Other stresses sufficient to cause PTSD other than those aforementioned are situation where the demands made on a person strain his or her immediate coping capacities. When a person feels unable to resolve conflicts with work or family, he or she begins to feel tense and strained. Where there is extreme or overwhelming stress, i.e. stress that is beyond what is expected in the "normal" life cycle, trauma results. It is this shock reaction to catastrophic events, such as war, sexual assault, physical assaults, serious accidents or natural disasters that can lead to PTSD. The aftermath of childhood sexual assaults, physical abuse or severe neglect and the sudden unexpected death of a love one are others can lead to PTSD triggering within the individuals an experience of intense fear, helplessness, or horror during trauma exposure.

Most Veterans with PTSD also have other psychiatric disorders, which are a consequence of PTSD. These veterans have co-occurring disorders, which include depression, alcohol and/or drug abuse problems, panic, and/or other anxiety disorders. PTSD sufferers are more likely to have more physical health complaints and disorders; exhibit functional deficits in employment, social and family relationships, memory and cognition.

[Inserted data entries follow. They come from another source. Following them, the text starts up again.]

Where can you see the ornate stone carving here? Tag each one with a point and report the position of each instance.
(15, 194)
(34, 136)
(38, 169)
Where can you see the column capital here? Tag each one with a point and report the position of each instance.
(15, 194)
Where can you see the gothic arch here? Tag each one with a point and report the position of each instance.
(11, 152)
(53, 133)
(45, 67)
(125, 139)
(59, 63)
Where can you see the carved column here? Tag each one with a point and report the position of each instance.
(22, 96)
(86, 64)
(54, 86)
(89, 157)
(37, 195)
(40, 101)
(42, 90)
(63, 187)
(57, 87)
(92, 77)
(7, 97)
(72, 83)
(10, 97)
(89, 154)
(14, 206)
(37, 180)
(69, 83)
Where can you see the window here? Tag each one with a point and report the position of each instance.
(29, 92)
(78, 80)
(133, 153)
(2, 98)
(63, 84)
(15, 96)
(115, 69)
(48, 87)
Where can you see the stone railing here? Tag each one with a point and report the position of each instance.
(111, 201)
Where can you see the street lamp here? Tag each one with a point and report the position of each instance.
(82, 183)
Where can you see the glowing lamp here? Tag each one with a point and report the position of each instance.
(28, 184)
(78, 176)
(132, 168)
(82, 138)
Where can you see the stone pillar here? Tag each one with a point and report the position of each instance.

PTSD is one of the most prevalent mental disorders in America's society and it affects approximately 40% to 70% of the population, and it has a lifetime prevalence range of 8% to 31%. Approximately twenty two percent (22%) or 830,000 Vietnam Veterans have clinically significant symptoms of PTSD that has existed for decades. To date, fifteen percent (15%) of Gulf War vVterans have a lifetime diagnosis of PTSD, while 40% to 75% of Veterans held captive as POWs suffer from the effects of PTSD.

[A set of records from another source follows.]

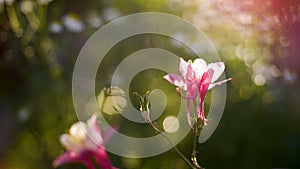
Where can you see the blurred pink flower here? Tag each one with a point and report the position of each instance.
(196, 78)
(85, 143)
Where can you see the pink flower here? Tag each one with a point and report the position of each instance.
(84, 143)
(196, 78)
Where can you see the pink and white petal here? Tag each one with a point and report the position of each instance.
(190, 76)
(199, 66)
(94, 132)
(218, 68)
(218, 83)
(183, 67)
(176, 80)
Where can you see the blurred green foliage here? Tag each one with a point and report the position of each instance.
(257, 40)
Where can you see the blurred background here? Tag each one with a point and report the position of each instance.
(259, 41)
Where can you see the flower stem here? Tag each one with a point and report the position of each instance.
(194, 153)
(172, 144)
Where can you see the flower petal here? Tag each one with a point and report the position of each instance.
(183, 67)
(176, 80)
(218, 69)
(218, 83)
(94, 133)
(199, 66)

Lifetime prevalence of PTSD is highest among minority veterans of the Vietnam Era, according to Congressionally Mandated Readjustment Studies conducted during the 1900s. Further, research shows All Veterans diagnosed with PTSD are significantly more likely to suffer from a variety of chronic and infectious diseases which will affect their circulatory, digestive, musculoskelatal, and respiratory systems more than 20 or 30 years after military service.

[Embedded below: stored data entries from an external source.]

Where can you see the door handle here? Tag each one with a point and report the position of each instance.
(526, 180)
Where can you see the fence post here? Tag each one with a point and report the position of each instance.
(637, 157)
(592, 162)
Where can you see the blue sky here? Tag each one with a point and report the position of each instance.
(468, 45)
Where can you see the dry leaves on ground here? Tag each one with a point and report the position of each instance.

Women are twice as likely as men are to develop PTSD, and the disorder is considerably longer lasting for women than men. The severity, frequency, intensity, reaction and support following the incidence including the duration of the exposure are the single most important determinant of the likelihood for developing PTSD, its severity, and its duration.

 
Complex Post Traumatic Stress Disorder and Psychiatric Disorders Print

Complex PTSD (sometimes called "Disorder of Extreme Stress") is found among individuals who have been exposed to prolonged traumatic circumstances, especially during childhood, such as childhood sexual abuse. Developmental research is revealing that many brain and hormonal changes may occur as a result of early, prolonged trauma, and these changes contribute to difficulties with memory, learning, and regulating impulses and emotions. Combined with a disruptive, abusive home environment that does not foster healthy interaction, these brain and hormonal changes may contribute to severe behavioral difficulties (such as impulsivity, aggression, sexual acting out, eating disorders, alcohol/drug abuse, and self-destructive actions), emotional regulation difficulties (such as intense rage, depression, or panic attacks), and mental difficulties (such as extremely scattered thoughts, dissociation, and amnesia). As adults, these individuals often are diagnosed with depressive disorders, personality disorders, or dissociative disorders. Treatment often takes much longer than with regular PTSD; may progress at a much slower rate, and requires a sensitive and structured treatment program delivered by a trauma specialist.

Psychiatric disorders that commonly co-occur with PTSD include depression, alcohol/substance abuse, panic disorder, and other anxiety disorders. Although crises that threaten the safety of the survivor or others must be addressed first, the best treatment results are achieved when both PTSD and the other disorder(s) are treated together rather than one after the other. This is especially true for PTSD and alcohol/substance abuse.